As Uribe slowly introduces Oscar Ivan Zuluaga as his favorite opposition candidate, Santos arranges another meeting with Vargas Lleras, this time on Vargas Lleras’ territory at the Cambio Radical Bogota headquarters during lunch hour. Sub sequentially, Santos announces that he would be running for president. He drops health and incoherent-policy troubled ex-union leader, ex-guerilla, ex-Labor Minister, ex-Valle de Cauca Governor, ex-Colombia Ambassador to the UN in Switzerland and Vice President Angelino Garzon - who he instead personally recommended to head the Organizacion Internacional del Trabajo (OIT), and positioned Vargas Lleras as Vice President.

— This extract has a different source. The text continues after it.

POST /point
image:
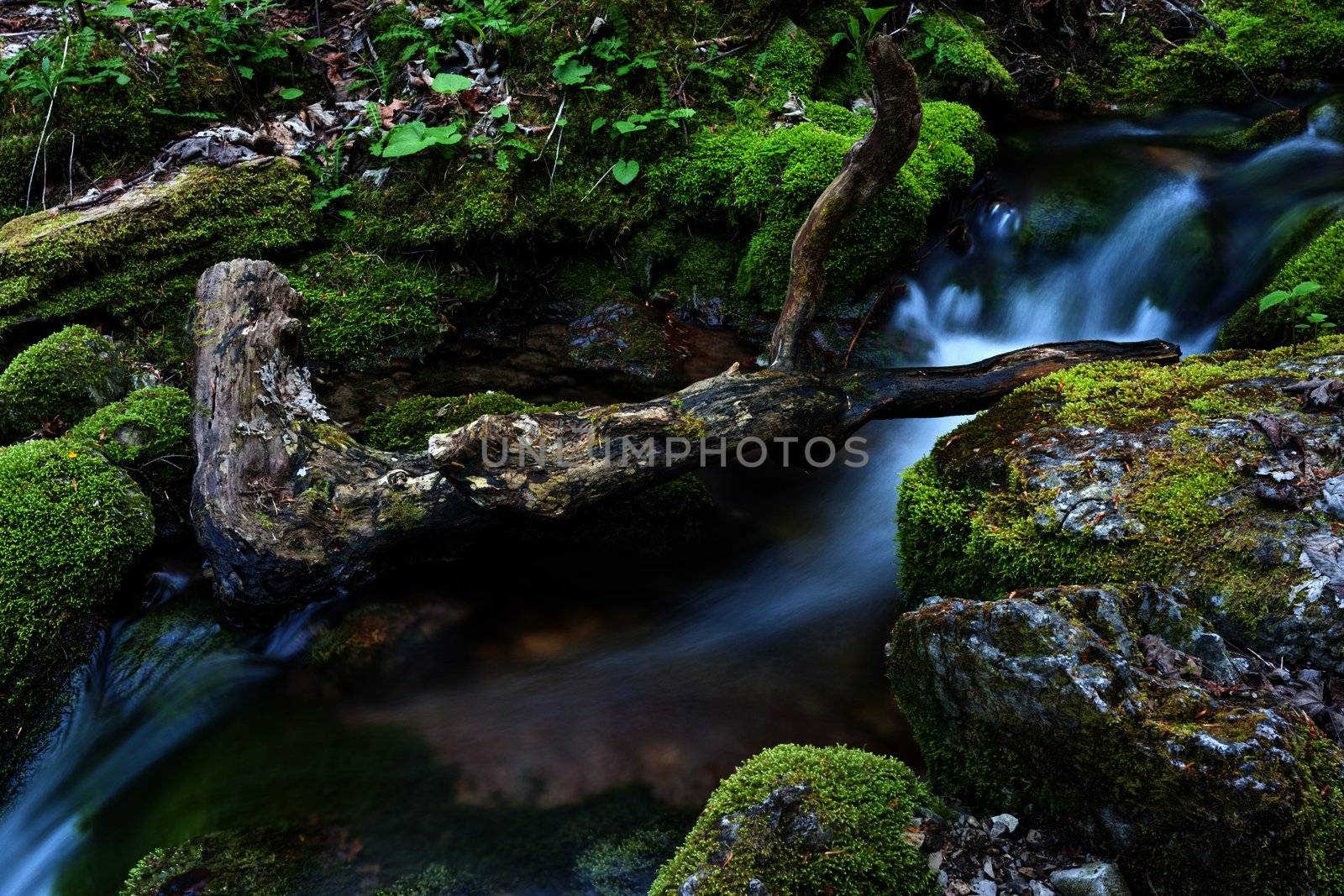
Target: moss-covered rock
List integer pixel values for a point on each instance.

Santos and Vargas Lleras manage to gain an edge on anti-FARC peace process Zuluaga and Uribe by marketing themselves as pro-peace to remaining leftist candidates and their following as the alternative to war and 2008 diplomatic crisis days during the second round, the first of which Zuluaga won by a small margin. Santos and Vargas Lleras win.
- Vice Presidency

Vargas Lleras has managed to combine his networking and cross-Ministry experience to protocol-wise handle multiple initiatives. Photo (c) Las Illa Vacia 2016
As Vice President, Vargas Lleras manages to combine his networking and cross-Ministry experience to protocol-wise handle multiple initiatives of which he had previously worked - including public housing, municipal water, Senate hearings and investigations - including against the Uribistas - and promote the Peace Process on the national level. Contrary to a (in)famously radical, vocal past, Vargas Lleras appears to recognize the potential tenuousness of keeping positions (i.e. Galan assassination, two assassination attempts and Ministry of Living), as well as how far he has come now (being VP), thus toning down the at least public vehemency. However, neither Vargas Lleras’ s style staunch Santos, thus leaving the door open to future alliance flexibility - nothing strategically new.
- Conclusions and Future Presidency Prospects:

Vargas Lleras’ vehemency is slowly returning, more powerfully postulating himself as a connected blue blood with “connections” to the populous. Photo (c) Cromos 2014
With Santos’ second and final term coming to an end, as well as the failed but Nobel Peace Prize winning FARC-govt peace negotiations, talks of Santos’ preferred candidate are cooking. Ex-Vice President to scandal-accused Colombian President but revered UNASUR Secretary General Ernesto Samper and Colombian government negotiation team leader Humberto de la Calle has also been rumored to be a top pick. Vargas Lleras’ classic tenacity is slowly returning, more powerfully postulating himself as a connected elite with “connections” to the populous, as well as a dragon matured by the years but with still fire to blow.
However, full-blown progress may be troubled by health complications, including brain complications suffered mid-speech which required surgical removal of a tumor and several months off the job. Vargas Lleras - currently sporting a shaved head and war-medal surgical scar marks - substantiates that health is not an issue, hence once again keeping as many doors to as many alliances and as many opportunities as possible.